Alert rule: GuaranteedUptimeTarget

Overview

This alert fires when more than 40% of SLI probes to a VSHN managed service fail over a 5-minute window, and the service has sla=guaranteed. It covers all VSHN services (PostgreSQL, Redis, Keycloak, MariaDB, Minio, Nextcloud, etc.).

The alert name includes the service: VSHNPostgreSQLSla, VSHNRedisSlaHA, etc. The SlaHA variant fires for high-availability instances.

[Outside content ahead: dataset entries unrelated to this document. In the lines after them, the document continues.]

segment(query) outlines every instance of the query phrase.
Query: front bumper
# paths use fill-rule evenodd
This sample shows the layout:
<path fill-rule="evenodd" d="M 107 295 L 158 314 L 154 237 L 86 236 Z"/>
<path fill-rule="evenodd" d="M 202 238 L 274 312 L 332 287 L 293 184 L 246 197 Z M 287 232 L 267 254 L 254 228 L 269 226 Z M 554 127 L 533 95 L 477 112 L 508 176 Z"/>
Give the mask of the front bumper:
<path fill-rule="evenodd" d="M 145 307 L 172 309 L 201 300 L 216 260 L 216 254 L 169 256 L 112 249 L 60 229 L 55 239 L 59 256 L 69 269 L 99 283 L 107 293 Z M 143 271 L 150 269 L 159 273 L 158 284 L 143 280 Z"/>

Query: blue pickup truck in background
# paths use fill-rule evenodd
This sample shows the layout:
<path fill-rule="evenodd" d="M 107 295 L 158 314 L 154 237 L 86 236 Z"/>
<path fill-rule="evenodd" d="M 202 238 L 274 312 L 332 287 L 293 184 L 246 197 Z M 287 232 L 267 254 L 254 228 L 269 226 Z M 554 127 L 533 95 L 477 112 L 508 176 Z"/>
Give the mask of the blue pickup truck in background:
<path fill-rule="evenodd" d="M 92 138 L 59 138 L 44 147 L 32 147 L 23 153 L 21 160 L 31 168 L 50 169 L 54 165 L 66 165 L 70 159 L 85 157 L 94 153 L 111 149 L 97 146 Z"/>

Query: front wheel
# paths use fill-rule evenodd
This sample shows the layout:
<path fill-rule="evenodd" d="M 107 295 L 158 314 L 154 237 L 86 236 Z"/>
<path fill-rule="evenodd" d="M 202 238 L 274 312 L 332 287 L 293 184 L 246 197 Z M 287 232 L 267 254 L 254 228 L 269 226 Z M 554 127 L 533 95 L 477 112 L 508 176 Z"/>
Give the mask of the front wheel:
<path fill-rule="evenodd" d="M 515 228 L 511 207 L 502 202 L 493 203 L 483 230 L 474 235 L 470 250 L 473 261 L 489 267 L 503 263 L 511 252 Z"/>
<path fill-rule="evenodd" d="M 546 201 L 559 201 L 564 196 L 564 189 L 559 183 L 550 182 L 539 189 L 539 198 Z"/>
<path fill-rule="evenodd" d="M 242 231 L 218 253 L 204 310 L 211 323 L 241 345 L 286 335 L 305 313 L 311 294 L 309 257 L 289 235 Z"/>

The SLI Exporter probes each service every second and records results as appcat_probes_seconds_count with a reason label. Possible reasons: fail-timeout (probe exceeded timeout), fail-unknown (generic failure).

Steps for Debugging

Extract variables from the alert labels:

SERVICE='<service-from-alert>'               # VSHNPostgreSQL, VSHNRedis
NAME='<name-from-alert>'
CLAIM_NAMESPACE='<claim_namespace-from-alert>'
INSTANCE_NAMESPACE='<instance_namespace-from-alert>'
REASON='<reason-from-alert>'                 # fail-timeout or fail-unknown
Check the reason label first
  • fail-timeout: the service is reachable but not responding within the probe timeout. Check for resource pressure, hung processes, or network issues between the SLI Exporter and the instance.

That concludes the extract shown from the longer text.